Patrick Gröger ist der Neue im Team der Dinkelsbühler Stadtjugendpflege. Der 18-Jährige leistet hier sein Freiwilliges Soziales Jahr (FSJ), eine besondere Form bürgerschaftlichen Engagements. Weil jetzt Zuschüsse gekürzt werden sollen, ist Stadtjugendpfleger Stephan Putscher in Sorge.
„Die Freiwilligen sind unsere Fixpunkte“, sagt der Sozialpädagoge im Gespräch mit der Fränkischen Landeszeitung. Zu seinem Team gehören die Leiterin des Jugendhauses, Elina Lang, und aktuell Nico Grimm, Erzieher im Anerkennungsjahr sowie die Studierende Hanna Rohe. Weil es nicht immer Bewerbungen für alle Stellen gebe, sei die FSJ-Stelle essenziell, um beispielsweise eine Kinder-Ferienbetreuung anzubieten, so Putscher.
Die Freiwilligendienste sind für Jugendliche und junge Erwachsene gedacht, die die Vollzeitschulpflicht erfüllt und das 27. Lebensjahr noch nicht vollendet haben. Sie dauern in der Regel zwölf Monate.
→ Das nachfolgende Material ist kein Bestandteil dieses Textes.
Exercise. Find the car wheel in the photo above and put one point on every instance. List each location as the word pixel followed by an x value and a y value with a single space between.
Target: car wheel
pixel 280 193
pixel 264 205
Träger, die ein FSJ anbieten, können über ihre Zentralstelle oder das entsprechende Bundesland Zuwendungen für die pädagogische Begleitung ihrer Freiwilligen beantragen, heißt es auf der Internetseite des Bundesamts für Familie und zivilgesellschaftliche Aufgaben.
Die Stadt Dinkelsbühl ist für ihre Plätze für ein FSJ eine Kooperation mit dem Paritätischen Wohlfahrtsverband Bayern eingegangen, da es sonst nicht möglich wäre, die Rahmenbedingungen zu schaffen, die ein FSJ auch ausmachen, teilte dazu das Dinkelsbühler Rathaus mit. Denn zu einer solchen Stelle gehören auch pädagogische und gesellschaftspolitische Bildung in Seminaren, erklärt Isabell Oertel, Rechtsdirektorin und Personalchefin der Stadtverwaltung.
Die jungen Menschen, die bei der Stadt ihr FSJ in verschiedenen Einsatzstellen absolvieren, bereicherten nicht nur die Einsatzstellen, sondern seien gerade auch in Zeiten des allgemeinen Personalmangels eine „wertvolle Stütze des Kollegiums“. Darüber hinaus sammeln die jungen Menschen Eindrücke und Erfahrungen, die von enormer Bedeutung für ihre Persönlichkeitsentwicklung und damit ihre weitere Zukunft seien, erklärt Oertel.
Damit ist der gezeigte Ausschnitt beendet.